The RNA codon table is essentially identical to that for DNA codons, but with T (thymine) replaced by U (uracil).
The RNA codons are read by ribosomes and are translated into polypeptides, then become proteins. (Ref: Wikimedia Commons)


A nonsense mutation (see above) is a SNP in a sequence of DNA that results in a premature stop codon or a nonsense codon in the transcribed mRNA, which can be a truncated, incomplete, and usually nonfunctional protein product. It differs from a missense mutation, which is a SNP where a single nucleotide change causes the translation of a different amino acid.
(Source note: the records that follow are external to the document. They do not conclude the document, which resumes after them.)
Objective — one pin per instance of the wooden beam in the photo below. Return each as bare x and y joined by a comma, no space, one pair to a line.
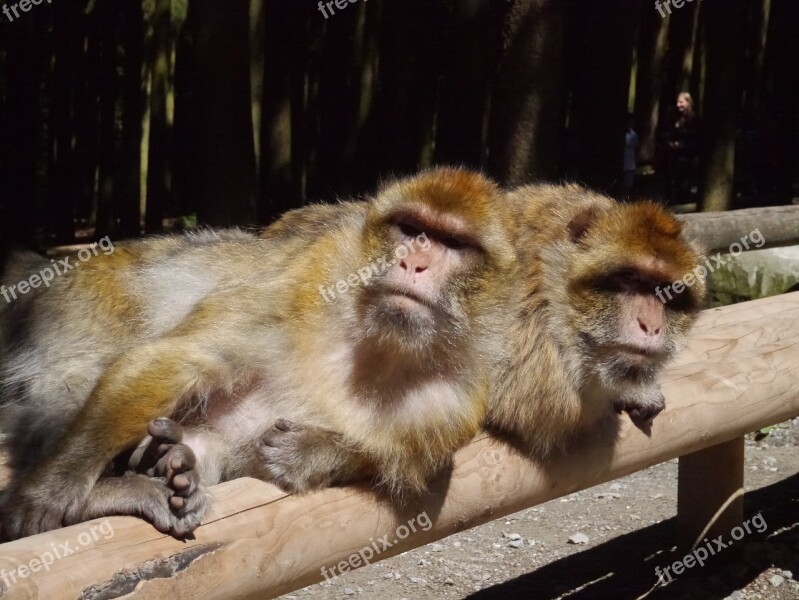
739,374
710,492
779,226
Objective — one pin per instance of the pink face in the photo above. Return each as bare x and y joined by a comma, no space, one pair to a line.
641,317
416,279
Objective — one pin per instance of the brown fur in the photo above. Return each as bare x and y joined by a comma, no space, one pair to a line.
227,332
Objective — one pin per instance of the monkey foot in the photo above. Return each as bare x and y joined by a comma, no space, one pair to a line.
294,457
162,455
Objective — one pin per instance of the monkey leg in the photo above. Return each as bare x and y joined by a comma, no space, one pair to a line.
149,381
300,458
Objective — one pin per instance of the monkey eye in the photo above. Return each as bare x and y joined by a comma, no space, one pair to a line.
408,229
626,278
454,242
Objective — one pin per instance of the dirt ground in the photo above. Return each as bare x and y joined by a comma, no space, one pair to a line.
630,528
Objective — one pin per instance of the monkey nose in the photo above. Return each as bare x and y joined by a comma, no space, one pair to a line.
650,329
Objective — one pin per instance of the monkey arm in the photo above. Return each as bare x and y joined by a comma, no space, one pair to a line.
152,380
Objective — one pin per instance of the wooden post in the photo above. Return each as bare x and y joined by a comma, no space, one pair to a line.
710,492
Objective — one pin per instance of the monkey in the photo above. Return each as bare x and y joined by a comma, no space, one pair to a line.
589,332
592,334
381,330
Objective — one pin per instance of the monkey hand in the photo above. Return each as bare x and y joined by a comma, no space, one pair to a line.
179,506
643,405
299,458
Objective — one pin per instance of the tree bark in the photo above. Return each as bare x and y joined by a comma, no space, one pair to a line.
528,101
601,52
222,154
133,98
160,66
652,44
724,26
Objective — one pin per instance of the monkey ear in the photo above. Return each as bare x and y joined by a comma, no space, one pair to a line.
581,223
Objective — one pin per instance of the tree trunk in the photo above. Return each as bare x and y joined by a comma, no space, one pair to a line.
279,189
601,52
106,219
724,26
649,81
128,185
23,128
528,101
158,172
61,190
471,45
222,150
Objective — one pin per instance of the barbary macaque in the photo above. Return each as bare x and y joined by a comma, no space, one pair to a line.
589,334
380,329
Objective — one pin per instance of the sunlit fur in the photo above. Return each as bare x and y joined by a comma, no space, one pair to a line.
564,374
229,332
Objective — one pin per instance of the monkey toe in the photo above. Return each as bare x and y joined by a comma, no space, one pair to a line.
188,511
643,416
162,434
178,468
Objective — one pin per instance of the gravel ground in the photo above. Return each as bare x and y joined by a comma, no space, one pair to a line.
628,528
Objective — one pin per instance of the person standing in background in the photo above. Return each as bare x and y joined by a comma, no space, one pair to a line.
630,155
683,149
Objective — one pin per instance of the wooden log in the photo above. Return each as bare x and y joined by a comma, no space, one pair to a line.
260,543
779,226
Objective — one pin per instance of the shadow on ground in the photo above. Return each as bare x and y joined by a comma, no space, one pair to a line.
625,566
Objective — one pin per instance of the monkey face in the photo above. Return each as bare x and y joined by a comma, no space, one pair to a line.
625,321
442,247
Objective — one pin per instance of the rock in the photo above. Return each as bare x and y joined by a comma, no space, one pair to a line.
755,274
578,538
607,495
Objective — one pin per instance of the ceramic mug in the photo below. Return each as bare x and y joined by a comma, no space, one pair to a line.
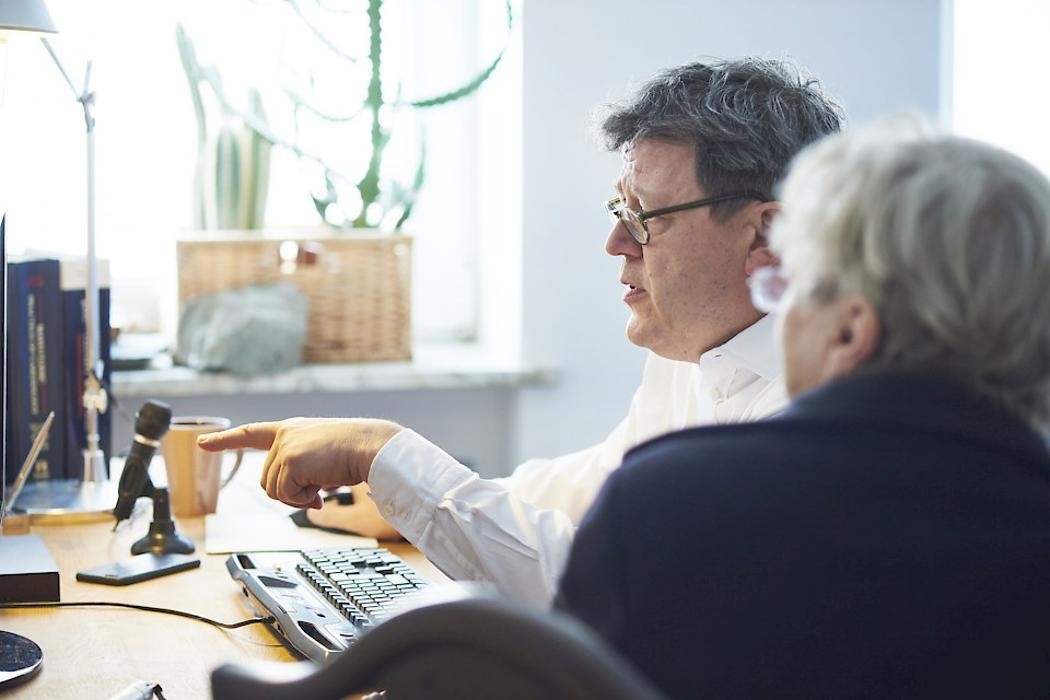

A deletion mutation is a polymorphism in which a part of a chromosome or a sequence of DNA is lost during DNA replication. Any number of nucleotides can be deleted, from a single base to an entire piece of a chromosome. Deletions that do not occur in multiples of three nucleotides can cause a frameshift mutation by changing the 3-nucleotide (codon) protein reading frame of the genetic sequence.

An insertion mutation is the addition of one or more nucleotide base pairs into a DNA sequence. This can often happen in microsatellite regions, which is a section of DNA in which short DNA motifs (2–5 base pairs) are repeated a variable number of times. This can also cause a frameshift mutation.